- Born: 6 December 1933 Lawrence, Massachusetts
- Died: 19 July 2018 (Age 84)
- Education: Boston College (B.A.) Tufts University School of Medicine (M.D.)
- Known for: How to Choose a Good Doctor Valvulotome improvements
- Spouse: Cornelia Weldon LeMaitre
- Scientific career
- Fields: Medicine

= George D. LeMaitre =

American physician

George DeCesare LeMaitre (December 6, 1933 – July 19, 2018) was a Massachusetts-based vascular surgeon, author, and inventor. Of LeMaitre's five published books, his 1979 book, How to Choose a Good Doctor, received wide attention, and his inventions in the field of vascular surgery led to the development of a multinational company, LeMaitre Vascular.

==Early life, education, and career==
Born in Lawrence, Massachusetts, LeMaitre graduated from Central Catholic High School in 1951, and received a B.A. in Mathematics from Boston College in 1955, followed by an M.D. from Tufts University School of Medicine in 1959. He received his surgical training at New England Medical Center, Hartford Hospital, and the Carney Hospital.

LeMaitre began practicing general and vascular surgery in 1964, and the following year, he published one of his earliest works, The patient in surgery: a guide for nurses, coauthored with Janet A. Finnegan. In 1966, LeMaitre joined the United States Army, serving until 1968.

==Public activities and writing==
After leaving the military, George D. LeMaitre resumed his medical practice and became a clinical instructor at Tufts Medical School, while also becoming active in medical organizations and in addressing public concerns. In 1973, LeMaitre argued against the proposed dissolution of the Merrimack Valley Health Planning Council, stating that "[t]he ordinary citizen... should have a local health organization". By 1975, LeMaitre was head of the New England chapter of the incipient American Association of Councils of Medical Staffs. In that capacity, he expressed the willingness of doctors in the region to submit to a rate freeze proposed by Massachusetts Governor Michael Dukakis, noting that this was "a reaffirmation of a long-held tradition and obligation that patients are to be treated regardless of ability to pay". In 1978, LeMaitre became chief of surgery at Lawrence General Hospital.

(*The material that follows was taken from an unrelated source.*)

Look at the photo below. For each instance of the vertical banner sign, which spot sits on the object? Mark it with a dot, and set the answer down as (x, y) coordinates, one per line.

In 1979, LeMaitre published How to Choose a Good Doctor, contending that while most doctors are good doctors, there are doctors who are bad, and patients should take care to avoid those who are inattentive, lack diligence, and tend towards unnecessary medical procedures. He espoused selecting a doctor with a board certification, but cautioned that neither an Ivy League education nor conspicuously displayed awards served as indicators of professionalism in practice. He also advised that hospitals tend to refer patients only to doctors on their own staff, and that patients should find a doctor who is young enough that they are not likely to retire soon. In addition to How to Choose a Good Doctor, LeMaitre "published numerous articles and books, including a surgical textbook". In a 1985 letter published in the Journal of the American Medical Association, LeMaitre lamented the transition he had observed of the practice of medicine into increasingly businesslike models.

==LeMaitre Vascular==
In 1981, LeMaitre treated an elderly colleague who required a procedure to reroute blood flow in his leg in order to avoid a potential amputation. LeMaitre found it necessary to develop a valvulotome to enable the procedure. Unsatisfied with the options that were available to him, LeMaitre worked with an engineer to design a new device himself. His first patented valvulotome could be used by a surgeon to cut valves in peripheral veins without the requirement of direct vision. As a result, the surgeon could prepare veins for arterial bypass with smaller incisions and less tissue trauma.

LeMaitre succeeded in treating the patient with this invention, leading to further efforts to improve the technology between 1981 and 1984. LeMaitre was so pleased with the success of this new device that he spent the next two years attempting to interest medical product companies in producing it. When none agreed to do so, he mortgaged his house and started his own company, LeMaitre Vascular, in 1986, to introduce the LeMaitre Valvulotome to his colleagues. That same year, the invention was approved by the Food and Drug Administration. LeMaitre also served as president of the medical staff at Holy Family Hospital in Methuen, Massachusetts from 1988 to 1992. In the ensuing years, LeMaitre's son, George W. LeMaitre, joined the company and helped grow it from a family-owned company to a publicly held global corporation. A 2005 profile described LeMaitre Vascular as a $30.5 million company with about 200 employees and "reporting explosive growth".

==Personal life and death==
LeMaitre married Cornelia Weldon of Andover, a fellow Boston College student, with whom he had three sons and two daughters.

LeMaitre retired from the practice of surgery in 1997, continuing as a clinical instructor at Tufts Medical School. By 2005, he was noted as being "semiretired" from LeMaitre Vascular, and "focused on a second career in writing". On July 19, 2018, he died at the Holy Family Hospital, at the age of 84.